Tal como había previsto Carlos, estaba puesto Ahora caigo. Tras los debidos formalismos del saludo, la conversación decayó, y abuelo y nieto fueron absorbidos por el programa, convertido ahora en una suerte de salvavidas ante un amenazante mar de silencio. Anticipaban las respuestas, se reían de los concursantes si soltaban alguna barbaridad (¿Qué equipo de fútbol tiene al mapache Indi como mascota? MALAQUITO DE MEMPHIS) y, en definitiva, se entretenían. Carlos, de vez en cuando, miraba el móvil. Cuando la pulsera vibraba con insistencia, lo sacaba del bolsillo disimuladamente y revisaba los mensajes. Ya era casualidad: en el grupo de clase dos compañeros se habían enzarzado y se estaban diciendo de todo, con lo que los chistes y los comentarios en otros grupos iban y venían como si fueran balas. Vaya mala suerte que no pudiera participar… En una de estas ocasiones, se le ocurrió mirar por el rabillo del ojo a su abuelo. Un escalofrío recorrió sus entrañas: la persona allí sentada aparecía encogida, minúscula, apoyada levemente, hundiéndose apenas de tan ligero como era en el cojín del sofá. Descansaba el dorso de una mano sobre la palma de la otra, jugueteando con los pulgares, con la mirada fija en un punto indefinido. Carlos era joven, sí, pero no estúpido. Supo instintivamente que estaba viendo a un hombre triste. En un instante, en menos de una décima de segundo, entendió por qué: el abuelo vivía solo –la abuela había muerto hacía muchos años– y los únicos momentos que pasaba acompañado eran estas fugaces visitas. Él, su nieto, había ido a verle después de ni se sabe cuánto y, ahora que estaba allí, no hacía más que perder el tiempo de ambos atendiendo idioteces. El sentimiento de culpa que lo invadió fue abrumador. Sin dudarlo, se liberó del grillete de su muñeca y lo dejó en la mesa, donde quedó zumbando estúpidamente como un moscardón aturdido. Acto seguido, cogió el mando de la televisión y la apagó.
  • ¿Qué pasa? –preguntó el abuelo– ¿No quieres ver el programa?
  • Me he cansado, abuelo. Hoy estaban diciendo muchas tonterías y ya me estaba aburriendo.
  • Bueno, puedes poner lo que quieras. A estas horas hay unos documentales muy buenos en la 2.
  • Nada, no te preocupes. Oye, me estoy acordando ahora. ¿Cómo era aquello que contaste en Nochevieja? No sé qué de un peluquín y un mechero, algo de tu amigo “el Melenas”.
  • ¡Ah, esa es una gran historia! Pero es larga… ¿Qué te parece si tomamos un café en la cocina y te cuento?
  • Pero abuelo, yo nunca he tomado café…
  • Bueno, pues te echo uno cortito. Vente y lo pruebas, verás que cosa más buena.
¿Quién podría describir ahora la maravillosa conexión que establecieron? Quizás ayudara que el café y la buena conversación son complementarios en algún desconocido nivel subliminal, o bien que las vistas de Cuenca desde la ventana de la cocina sosegaban y reconfortaban, pero ¡qué miradas! ¡Qué manera de abrirse el uno al otro! Las historias de Julián dieron paso a las confesiones de Carlos, que encontró en su abuelo a un oyente comprensivo y a un sabio consejero. De esta forma fueron pasando las horas, y la tarde, que nunca había estado tan viva, se convirtió en noche, y abuelo y nieto siguieron compartiendo su tiempo al margen de todo lo demás.

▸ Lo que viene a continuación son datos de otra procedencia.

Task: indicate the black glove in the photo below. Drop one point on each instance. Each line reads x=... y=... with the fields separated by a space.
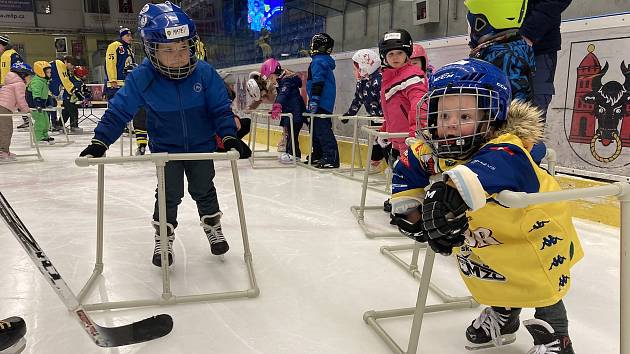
x=414 y=231
x=230 y=142
x=96 y=149
x=444 y=212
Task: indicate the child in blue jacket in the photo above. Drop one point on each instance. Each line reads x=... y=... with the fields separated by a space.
x=186 y=105
x=321 y=90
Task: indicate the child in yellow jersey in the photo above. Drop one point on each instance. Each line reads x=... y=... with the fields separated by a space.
x=477 y=143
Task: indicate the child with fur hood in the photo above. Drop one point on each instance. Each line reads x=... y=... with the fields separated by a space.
x=480 y=140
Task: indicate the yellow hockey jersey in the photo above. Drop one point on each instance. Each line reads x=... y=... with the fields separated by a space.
x=512 y=257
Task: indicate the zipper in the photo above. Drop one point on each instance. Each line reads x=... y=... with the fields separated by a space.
x=183 y=119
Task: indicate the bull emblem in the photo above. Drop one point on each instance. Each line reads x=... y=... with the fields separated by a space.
x=609 y=107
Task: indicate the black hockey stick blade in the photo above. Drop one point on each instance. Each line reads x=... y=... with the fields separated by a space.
x=137 y=332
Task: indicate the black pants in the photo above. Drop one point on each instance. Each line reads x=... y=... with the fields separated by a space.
x=70 y=110
x=200 y=187
x=555 y=315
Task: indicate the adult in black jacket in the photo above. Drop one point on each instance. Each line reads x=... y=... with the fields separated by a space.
x=541 y=29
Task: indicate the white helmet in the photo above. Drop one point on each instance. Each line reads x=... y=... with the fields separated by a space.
x=367 y=61
x=253 y=91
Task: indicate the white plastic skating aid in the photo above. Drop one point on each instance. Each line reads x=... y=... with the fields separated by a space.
x=505 y=340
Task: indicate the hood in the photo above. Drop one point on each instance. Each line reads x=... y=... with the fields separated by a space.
x=524 y=122
x=12 y=78
x=367 y=61
x=325 y=59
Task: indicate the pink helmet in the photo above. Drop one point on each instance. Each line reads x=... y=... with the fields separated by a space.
x=420 y=52
x=270 y=66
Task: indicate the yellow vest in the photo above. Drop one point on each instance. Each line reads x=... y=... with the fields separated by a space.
x=519 y=257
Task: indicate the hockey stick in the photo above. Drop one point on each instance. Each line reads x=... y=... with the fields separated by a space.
x=137 y=332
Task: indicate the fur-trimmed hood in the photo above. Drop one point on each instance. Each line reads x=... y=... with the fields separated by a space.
x=523 y=121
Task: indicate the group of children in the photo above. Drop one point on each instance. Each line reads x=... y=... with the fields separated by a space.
x=31 y=89
x=476 y=133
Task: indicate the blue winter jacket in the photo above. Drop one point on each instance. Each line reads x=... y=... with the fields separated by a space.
x=321 y=81
x=290 y=98
x=182 y=115
x=368 y=93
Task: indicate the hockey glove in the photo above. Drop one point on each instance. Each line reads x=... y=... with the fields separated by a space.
x=444 y=212
x=414 y=231
x=444 y=246
x=276 y=110
x=313 y=104
x=96 y=149
x=230 y=142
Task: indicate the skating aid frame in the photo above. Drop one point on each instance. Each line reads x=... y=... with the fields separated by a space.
x=168 y=297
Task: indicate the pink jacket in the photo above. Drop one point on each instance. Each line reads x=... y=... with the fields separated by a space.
x=401 y=90
x=13 y=93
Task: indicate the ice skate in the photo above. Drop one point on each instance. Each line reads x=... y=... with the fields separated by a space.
x=12 y=331
x=545 y=339
x=157 y=251
x=212 y=227
x=141 y=150
x=492 y=329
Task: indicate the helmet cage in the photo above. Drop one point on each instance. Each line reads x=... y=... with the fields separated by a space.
x=459 y=145
x=152 y=48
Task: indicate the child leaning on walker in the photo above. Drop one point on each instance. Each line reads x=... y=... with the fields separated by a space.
x=186 y=105
x=509 y=258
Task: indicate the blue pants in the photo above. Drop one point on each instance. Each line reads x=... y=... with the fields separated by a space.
x=324 y=142
x=543 y=80
x=199 y=174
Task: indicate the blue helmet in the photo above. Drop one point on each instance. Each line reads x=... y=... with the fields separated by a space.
x=469 y=77
x=22 y=69
x=167 y=23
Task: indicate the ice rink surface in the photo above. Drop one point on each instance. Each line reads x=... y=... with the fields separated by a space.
x=316 y=270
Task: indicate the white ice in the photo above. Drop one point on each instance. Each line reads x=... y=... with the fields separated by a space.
x=316 y=270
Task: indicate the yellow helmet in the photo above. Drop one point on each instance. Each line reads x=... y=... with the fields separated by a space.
x=501 y=14
x=39 y=67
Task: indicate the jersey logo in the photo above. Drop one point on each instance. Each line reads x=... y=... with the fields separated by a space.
x=549 y=241
x=471 y=269
x=480 y=238
x=557 y=261
x=503 y=148
x=539 y=225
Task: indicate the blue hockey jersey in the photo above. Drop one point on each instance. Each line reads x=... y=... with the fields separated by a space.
x=183 y=116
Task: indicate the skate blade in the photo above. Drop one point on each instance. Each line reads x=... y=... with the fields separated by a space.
x=505 y=340
x=16 y=348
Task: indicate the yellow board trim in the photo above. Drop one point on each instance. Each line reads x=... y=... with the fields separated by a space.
x=604 y=210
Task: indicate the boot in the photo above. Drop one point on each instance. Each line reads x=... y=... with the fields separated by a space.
x=212 y=227
x=12 y=331
x=545 y=339
x=493 y=328
x=157 y=251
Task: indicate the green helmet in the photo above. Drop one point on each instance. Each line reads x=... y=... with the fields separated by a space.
x=501 y=14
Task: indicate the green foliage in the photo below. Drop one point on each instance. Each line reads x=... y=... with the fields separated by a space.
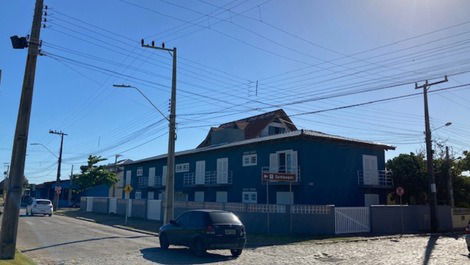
x=93 y=175
x=409 y=171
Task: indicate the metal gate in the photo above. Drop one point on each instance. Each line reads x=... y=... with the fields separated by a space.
x=352 y=220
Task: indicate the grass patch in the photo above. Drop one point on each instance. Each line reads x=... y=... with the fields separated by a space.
x=20 y=259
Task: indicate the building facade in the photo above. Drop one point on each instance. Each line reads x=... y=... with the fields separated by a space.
x=235 y=161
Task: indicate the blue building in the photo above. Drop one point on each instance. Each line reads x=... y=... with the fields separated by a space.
x=236 y=160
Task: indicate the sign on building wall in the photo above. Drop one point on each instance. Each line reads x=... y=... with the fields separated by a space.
x=274 y=177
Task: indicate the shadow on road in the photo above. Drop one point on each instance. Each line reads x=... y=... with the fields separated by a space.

Esta entrada tiene 9 comentarios

  1. Sonia

    Vaya ojalá miraremos todos por el rabillo del ojo y tuviéramos esa sacudida de inteligencia para aprender a escuchar …muy conmovedora la historia y hace reflexionar.

  2. Rosa

    Bonita y tierna cada vez es más difícil mantener este tipo de relaciones familiares .los nietos se lo pierden

  3. Juan Antonio

    Seguro que tiene algo autobiográfico, lo que lo hace más tierno y más hermoso.